This seems profoundly strange.
The universe spans some 176 Trillion Billion miles, and is an awesomely complex structure. After millennia of research, we have not yet scratched the surface of its untold depth and unbound mysteries. We have not even mastered the secrets embedded in a single cell. The Tabernacle, on the other hand, was around 150 feet long and 75 feet wide, and was a highly impressive structure, but essentially a small tent; a mini mobile "shtibel."
Why would the Torah be so expansive about the creation of a humble albeit splendorous tent in the desert and yet so terse about the creation of the cosmos with all of its infinite depth, majesty and grandeur? 31 verses for creation of the world, and almost half the book of Exodus for the creation of a mobile sanctuary!
Mortality into Eternity
This strange contrast conveys something profoundly important about the Torah’s perspective on life. For an infinite G-d to create a home for finite man is not a big deal. But for a finite man to create a home for an infinite G-d—that is a revolutionary notion. It constitutes the essential revolution of Judaism that from the fragmented pieces of our hearts we can construct a home for the Divine; that the ordinary stuff of human life can be carved into a dwelling place for the Almighty; that G-d craves to dwell in the space we designate for Him in the barren desert of human consciousness.
Creation of the universe is G-d's miracle—the miracle of converting energy into matter. Creation of a structure to house the Divine in a desert is man's miracle—the miracle of converting matter into energy; the wonder of a human being surpassing himself, transcending his finite egocentricity and turning his life into a home for the Divine—that story is deserving of close to 400 verses!
This is the essence of the Tabernacle story, which occupies almost half the book of Exodus and on the surface seems so remote from our present lifestyle: that a human being, through his or her minute and limited deeds, words and thoughts, can create a home for G-d in his or her daily life; that a frail and vulnerable human being is capable of creating a space in his or her heart for the living presence of G-d. This is the miracle of Torah.

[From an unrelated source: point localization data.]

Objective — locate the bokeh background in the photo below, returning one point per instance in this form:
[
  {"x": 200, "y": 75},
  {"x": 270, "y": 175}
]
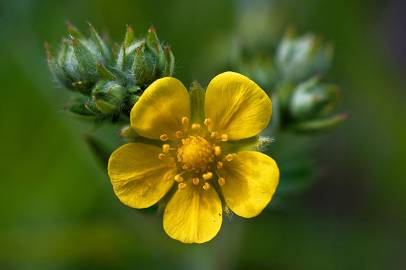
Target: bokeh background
[{"x": 57, "y": 209}]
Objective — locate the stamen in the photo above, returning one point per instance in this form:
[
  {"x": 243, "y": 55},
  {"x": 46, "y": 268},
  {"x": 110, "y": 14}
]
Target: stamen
[
  {"x": 185, "y": 167},
  {"x": 195, "y": 181},
  {"x": 196, "y": 127},
  {"x": 217, "y": 150},
  {"x": 165, "y": 148},
  {"x": 178, "y": 178},
  {"x": 207, "y": 122},
  {"x": 181, "y": 185},
  {"x": 179, "y": 134},
  {"x": 164, "y": 137},
  {"x": 229, "y": 157},
  {"x": 221, "y": 181},
  {"x": 185, "y": 122},
  {"x": 207, "y": 176},
  {"x": 206, "y": 186}
]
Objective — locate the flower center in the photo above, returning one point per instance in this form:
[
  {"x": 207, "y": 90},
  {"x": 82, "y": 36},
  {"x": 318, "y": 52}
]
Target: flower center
[
  {"x": 195, "y": 153},
  {"x": 198, "y": 153}
]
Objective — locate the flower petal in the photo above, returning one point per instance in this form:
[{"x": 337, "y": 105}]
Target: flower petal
[
  {"x": 138, "y": 177},
  {"x": 251, "y": 179},
  {"x": 161, "y": 108},
  {"x": 237, "y": 106},
  {"x": 193, "y": 215}
]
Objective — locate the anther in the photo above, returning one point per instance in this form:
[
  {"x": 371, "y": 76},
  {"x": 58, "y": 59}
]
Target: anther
[
  {"x": 196, "y": 127},
  {"x": 207, "y": 122},
  {"x": 181, "y": 185},
  {"x": 185, "y": 167},
  {"x": 206, "y": 186},
  {"x": 207, "y": 176},
  {"x": 178, "y": 178},
  {"x": 217, "y": 150},
  {"x": 195, "y": 181},
  {"x": 164, "y": 137},
  {"x": 229, "y": 157},
  {"x": 185, "y": 122},
  {"x": 165, "y": 148},
  {"x": 179, "y": 134},
  {"x": 221, "y": 181}
]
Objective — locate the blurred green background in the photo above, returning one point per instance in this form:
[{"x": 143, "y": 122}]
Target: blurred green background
[{"x": 57, "y": 208}]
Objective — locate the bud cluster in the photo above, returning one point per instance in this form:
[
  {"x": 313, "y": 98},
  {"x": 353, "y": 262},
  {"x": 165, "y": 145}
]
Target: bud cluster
[
  {"x": 294, "y": 74},
  {"x": 108, "y": 81}
]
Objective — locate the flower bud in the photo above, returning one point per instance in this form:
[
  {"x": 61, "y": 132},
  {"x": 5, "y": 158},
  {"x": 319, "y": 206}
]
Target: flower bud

The Talmud says it succinctly (Kesuvos 5a): "The deeds the good people are greater than the creation of heaven and earth."
This explains two enigmatic details about the Tabernacle story: 1) The obsession with details and nuances that seem irrelevant. G-d seems overly concerned with pegs, nails, beams, hooks, sockets, drapes, curtains, and bows. 2) Most of the measurements are half sizes not whole ones. Why not wholesome measurements?
Yet this captures the essence of the narrative. Our lives are defined by details, and most of them seem mundane. And we always do things in “half,” never complete, as we are fragmented creatures and there is always something left to do in order to complete the work. "No man dies with half of his ambitions fulfilled," states the Midrash. This, then, is the message of the story: our disjointed and fragmented lives, the many diverse details of our mundane life, can all become a home for the absolute and undefined reality of G-d.
(This essay is based on the discourse Gedolim Maasei Tzadikkim 5685 (1925), by the sixth Lubavitcher Rebbe, Rabbi Yosef Yitzchak Schneerson).